Three months of degraded math accuracy — from 97.6% to 2.4% — and nobody knew until researchers tested it. The fix: quality monitoring, tracking accuracy over time, setting baselines, alerting on drift. Even a weekly accuracy check against a golden dataset catches this erosion. [Source: Stanford/UC Berkeley, July 2023]

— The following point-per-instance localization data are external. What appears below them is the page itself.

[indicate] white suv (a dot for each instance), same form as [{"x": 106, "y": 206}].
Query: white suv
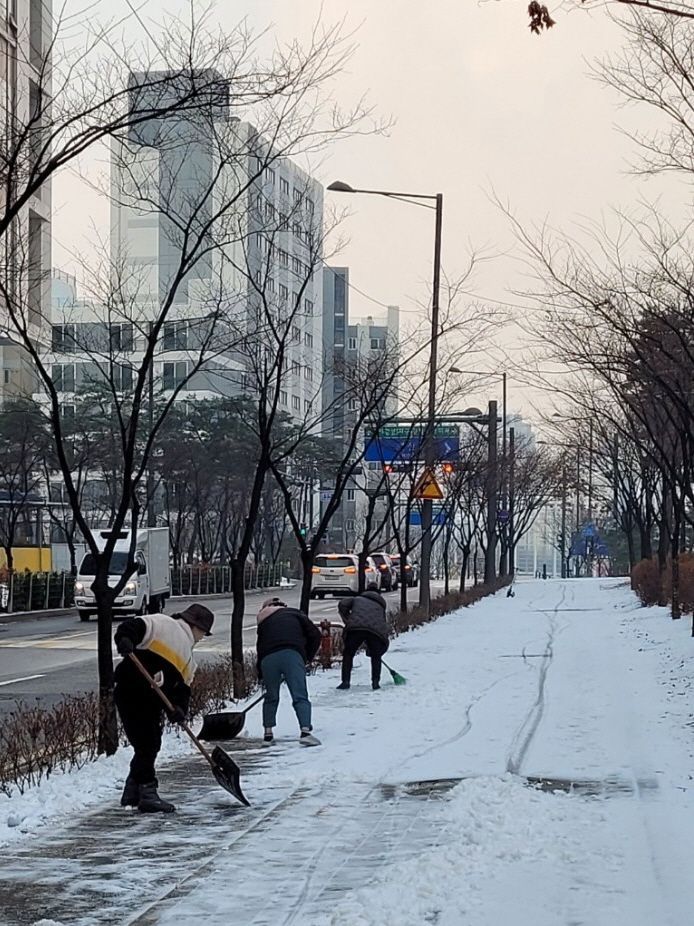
[{"x": 338, "y": 574}]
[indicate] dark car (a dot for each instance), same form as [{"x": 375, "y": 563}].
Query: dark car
[
  {"x": 389, "y": 574},
  {"x": 411, "y": 570}
]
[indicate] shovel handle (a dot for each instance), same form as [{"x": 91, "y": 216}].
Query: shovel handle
[{"x": 169, "y": 706}]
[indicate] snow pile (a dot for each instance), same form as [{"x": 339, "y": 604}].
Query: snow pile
[
  {"x": 63, "y": 794},
  {"x": 492, "y": 824}
]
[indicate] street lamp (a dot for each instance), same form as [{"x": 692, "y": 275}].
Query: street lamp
[{"x": 426, "y": 201}]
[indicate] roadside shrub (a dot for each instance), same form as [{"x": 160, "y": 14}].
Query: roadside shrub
[
  {"x": 402, "y": 621},
  {"x": 645, "y": 580},
  {"x": 37, "y": 741}
]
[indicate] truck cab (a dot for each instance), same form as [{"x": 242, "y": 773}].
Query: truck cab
[{"x": 147, "y": 586}]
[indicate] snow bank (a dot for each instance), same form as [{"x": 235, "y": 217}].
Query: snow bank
[{"x": 63, "y": 794}]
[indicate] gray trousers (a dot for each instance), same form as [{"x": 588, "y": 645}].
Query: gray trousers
[{"x": 285, "y": 665}]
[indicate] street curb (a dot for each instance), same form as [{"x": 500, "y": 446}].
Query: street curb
[{"x": 17, "y": 617}]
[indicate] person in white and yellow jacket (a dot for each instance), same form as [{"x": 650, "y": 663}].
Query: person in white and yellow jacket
[{"x": 164, "y": 645}]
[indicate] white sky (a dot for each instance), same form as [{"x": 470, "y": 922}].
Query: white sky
[{"x": 478, "y": 103}]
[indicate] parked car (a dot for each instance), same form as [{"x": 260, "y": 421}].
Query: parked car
[
  {"x": 411, "y": 569},
  {"x": 147, "y": 587},
  {"x": 338, "y": 574},
  {"x": 389, "y": 574}
]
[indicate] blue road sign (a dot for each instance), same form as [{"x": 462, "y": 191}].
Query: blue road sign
[
  {"x": 397, "y": 443},
  {"x": 438, "y": 517}
]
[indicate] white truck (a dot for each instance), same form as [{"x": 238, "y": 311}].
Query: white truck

OWASP Agentic Top 10 Validation

The OWASP Agentic Applications Top 10, published December 2025 by 100+ experts, lines up directly with our five failure modes, offering crucial insights for multi-agent systems:

Clyro Failure Mode OWASP ASI Code OWASP Category
Context Blindness (31.6%) ASI06 Memory & Context Poisoning
Rogue Actions (30.3%) ASI02 Tool Misuse & Exploitation
Silent Degradation (24.9%) ASI09 Human-Agent Trust Exploitation
Memory Corruption (8.1%) ASI06 + ASI03 Memory Poisoning + Identity & Privilege Abuse
Runaway Execution (5.1%) ASI08 Cascading Failures

Our taxonomy came before the OWASP framework. The alignment validates both: we found the same failure categories in incident data that OWASP found through threat modeling. [Source: OWASP Agentic Applications Top 10]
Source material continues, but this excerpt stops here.